Wenn das Vorurteil im Weg steht
Betriebe schränken sich bei der Suche nach Fachkräften oft selbst ein.
Das Wehklagen der Unternehmen über den Fachkräftemangel in Österreich ist bekannt und auch nicht unbegründet, in vielen Branchen fehlen tatsächlich gut ausbildete Facharbeiter. Manchmal liegt der Grund dafür, dass Betriebe nicht fündig werden, aber auch darin, dass sie mit falschen Vorstellungen oder auch Vorurteilen an die Mitarbeitersuche herangehen.
AMS-Vorstand Johannes Kopf demonstriert das mit einem Beispiel. Wenn ein Unternehmen nur nach inländischen Männern zwischen 25 und 50 Jahren Ausschau halte, die nicht langzeitarbeitslos sind und keine gesundheitlichen Beeinträchtigungen aufweisen, schränke es sich gehörig ein. Diese Gruppe mache nur 8,5 Prozent der im August beim AMS vorgemerkten 375.000 Arbeitslosen und in Schulung befindlichen Personen aus, sagte Kopf am Donnerstag vor Journalisten.
Das AMS sei ständig damit konfrontiert, „dass wir passende Personen bei uns haben, die aber zu keinem Vorstellungsgespräch eingeladen werden, weil sie über 50 Jahre alt sind“, sagt Kopf. Er appelliert daher an Unternehmen, in Zeiten der verstärkten Nachfrage nach Fachkräften aus ihren eingefahrenen Denkmustern auszuscheren. „Hier wird Gold zu ungenau gewaschen.“
Fehleinschätzungen erschwerten auch den rund 117.000 Langzeitarbeitslosen und 113.000 arbeitslosen ausländischen Staatsbürgern den Weg in den Arbeitsmarkt. „Ich kann nur jedem Personalverantwortlichen raten, beim Posteingang den Nachnamen wegzulassen“, sagt Kopf. Jungen ambitionierten Jobsuchenden werde der Einstieg ins Berufsleben durch die Eingangshürde in Stellenausschreibungen erschwert. „In wie vielen Jobinseraten steht drinnen, dass keine Berufserfahrung erforderlich ist?“
Es gibt auch andere Hürden. Laut Umfragen von meinungsraum.at und lifecreator consulting sind rund die Hälfte der Stelleninserate mäßig bis kaum verständlich. Das liege auch daran, dass eine offene Stelle für einen Lehrling oft gleich beworben wird wie ein Inserat für einen Managementjob, sagt lifecreator-Chef Heinz Herczeg, weil alles der Corporate Identity, dem einheitlichen Außenauftritt der Firma, untergeordnet werde.

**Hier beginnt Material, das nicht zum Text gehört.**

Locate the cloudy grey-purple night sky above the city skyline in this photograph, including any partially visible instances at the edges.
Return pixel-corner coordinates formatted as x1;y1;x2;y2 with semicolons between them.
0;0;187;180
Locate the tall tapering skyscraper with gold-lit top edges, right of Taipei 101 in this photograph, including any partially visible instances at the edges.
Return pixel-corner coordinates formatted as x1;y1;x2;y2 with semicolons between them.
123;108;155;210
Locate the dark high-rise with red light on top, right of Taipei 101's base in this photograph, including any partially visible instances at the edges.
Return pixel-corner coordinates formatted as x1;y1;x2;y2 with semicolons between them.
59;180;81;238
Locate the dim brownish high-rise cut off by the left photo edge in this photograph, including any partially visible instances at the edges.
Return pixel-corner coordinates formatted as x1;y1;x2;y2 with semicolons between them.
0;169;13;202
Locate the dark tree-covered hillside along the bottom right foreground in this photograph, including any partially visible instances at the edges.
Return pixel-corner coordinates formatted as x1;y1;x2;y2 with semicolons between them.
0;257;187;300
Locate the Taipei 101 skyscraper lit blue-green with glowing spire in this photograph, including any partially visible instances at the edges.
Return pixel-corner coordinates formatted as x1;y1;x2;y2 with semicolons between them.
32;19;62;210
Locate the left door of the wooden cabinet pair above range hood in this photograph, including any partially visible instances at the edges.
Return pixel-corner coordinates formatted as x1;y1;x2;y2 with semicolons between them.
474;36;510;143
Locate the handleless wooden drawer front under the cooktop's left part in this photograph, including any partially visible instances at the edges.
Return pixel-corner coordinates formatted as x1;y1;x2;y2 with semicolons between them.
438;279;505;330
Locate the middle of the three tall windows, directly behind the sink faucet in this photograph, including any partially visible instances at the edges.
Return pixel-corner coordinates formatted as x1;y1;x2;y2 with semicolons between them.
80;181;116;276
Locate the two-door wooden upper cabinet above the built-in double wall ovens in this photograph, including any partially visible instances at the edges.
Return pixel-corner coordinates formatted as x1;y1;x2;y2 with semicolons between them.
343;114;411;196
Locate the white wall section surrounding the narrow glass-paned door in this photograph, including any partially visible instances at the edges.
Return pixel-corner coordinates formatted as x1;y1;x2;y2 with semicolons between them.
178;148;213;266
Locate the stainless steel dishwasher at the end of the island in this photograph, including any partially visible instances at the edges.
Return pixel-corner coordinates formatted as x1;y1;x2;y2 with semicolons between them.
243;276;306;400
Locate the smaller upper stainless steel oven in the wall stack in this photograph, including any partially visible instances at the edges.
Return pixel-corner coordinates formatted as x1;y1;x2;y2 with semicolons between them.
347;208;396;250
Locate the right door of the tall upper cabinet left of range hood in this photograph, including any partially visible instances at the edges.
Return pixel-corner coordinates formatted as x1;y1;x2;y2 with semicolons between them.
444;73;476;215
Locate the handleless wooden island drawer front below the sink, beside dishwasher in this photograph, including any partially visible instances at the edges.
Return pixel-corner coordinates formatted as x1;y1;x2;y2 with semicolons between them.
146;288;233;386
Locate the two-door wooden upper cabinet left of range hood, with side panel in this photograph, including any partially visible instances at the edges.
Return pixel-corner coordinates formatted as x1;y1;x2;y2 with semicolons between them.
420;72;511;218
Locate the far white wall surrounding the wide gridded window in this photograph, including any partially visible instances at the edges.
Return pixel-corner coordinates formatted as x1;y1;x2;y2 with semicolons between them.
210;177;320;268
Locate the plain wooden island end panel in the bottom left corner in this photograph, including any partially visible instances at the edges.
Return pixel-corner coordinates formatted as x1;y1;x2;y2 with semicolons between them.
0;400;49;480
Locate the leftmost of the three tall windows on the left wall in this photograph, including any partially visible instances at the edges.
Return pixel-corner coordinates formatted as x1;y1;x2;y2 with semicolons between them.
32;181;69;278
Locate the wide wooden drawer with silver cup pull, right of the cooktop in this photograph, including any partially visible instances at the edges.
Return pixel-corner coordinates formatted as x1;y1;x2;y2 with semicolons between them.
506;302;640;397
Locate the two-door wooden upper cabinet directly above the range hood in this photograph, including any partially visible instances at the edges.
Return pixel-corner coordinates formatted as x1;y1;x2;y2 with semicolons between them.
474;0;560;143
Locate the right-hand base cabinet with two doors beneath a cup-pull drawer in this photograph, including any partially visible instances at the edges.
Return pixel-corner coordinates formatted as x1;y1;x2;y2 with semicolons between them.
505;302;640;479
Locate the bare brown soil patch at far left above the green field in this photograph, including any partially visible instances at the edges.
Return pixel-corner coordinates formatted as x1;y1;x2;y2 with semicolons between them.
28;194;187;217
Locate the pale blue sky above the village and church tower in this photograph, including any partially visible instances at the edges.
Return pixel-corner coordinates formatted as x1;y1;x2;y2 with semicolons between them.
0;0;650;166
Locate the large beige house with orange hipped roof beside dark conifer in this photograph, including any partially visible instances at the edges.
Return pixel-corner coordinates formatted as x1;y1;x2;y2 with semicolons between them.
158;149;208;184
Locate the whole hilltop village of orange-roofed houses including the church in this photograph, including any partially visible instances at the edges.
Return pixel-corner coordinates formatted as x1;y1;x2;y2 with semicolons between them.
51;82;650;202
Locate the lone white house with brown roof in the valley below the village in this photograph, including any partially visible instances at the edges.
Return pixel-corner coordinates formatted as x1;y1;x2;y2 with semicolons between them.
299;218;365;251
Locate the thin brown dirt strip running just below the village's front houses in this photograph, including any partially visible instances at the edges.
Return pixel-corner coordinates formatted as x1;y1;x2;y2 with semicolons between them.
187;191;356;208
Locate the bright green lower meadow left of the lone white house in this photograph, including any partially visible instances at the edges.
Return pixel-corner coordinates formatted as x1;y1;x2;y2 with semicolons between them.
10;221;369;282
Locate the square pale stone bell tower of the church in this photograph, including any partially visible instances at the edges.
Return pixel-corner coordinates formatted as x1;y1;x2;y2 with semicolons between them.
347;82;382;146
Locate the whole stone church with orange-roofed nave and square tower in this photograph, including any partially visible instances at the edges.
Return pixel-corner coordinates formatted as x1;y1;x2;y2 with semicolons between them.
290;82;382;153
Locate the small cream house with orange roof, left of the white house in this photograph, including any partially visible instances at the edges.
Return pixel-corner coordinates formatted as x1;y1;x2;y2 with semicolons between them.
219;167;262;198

Wie schwierig es ist, für neue Geschäftsfelder passende Fachkräfte zu finden, erklärte Lukas Scherzenlehner, Vorstand der börsenotierten Cleen Energy, ein Spezialist für Energiesparkonzepte. Obwohl man bereits drei Jahre auf dem Markt sei, habe man die Erfahrung gemacht, „dass wir auf Jobmessen zu 70 Prozent Bewerbern gegenübersaßen, die mit unserer Firma nichts anfangen konnten“. Er bietet nun ein interaktives Online-Tool an, wo Interessierte auf mobilen Endgeräten potenzielle künftige Arbeitskollegen kennenlernen können, Fachthemen per Video verständlich erklärt bekommen oder Referenzvideos von bekannten Kundenfirmen anklicken können.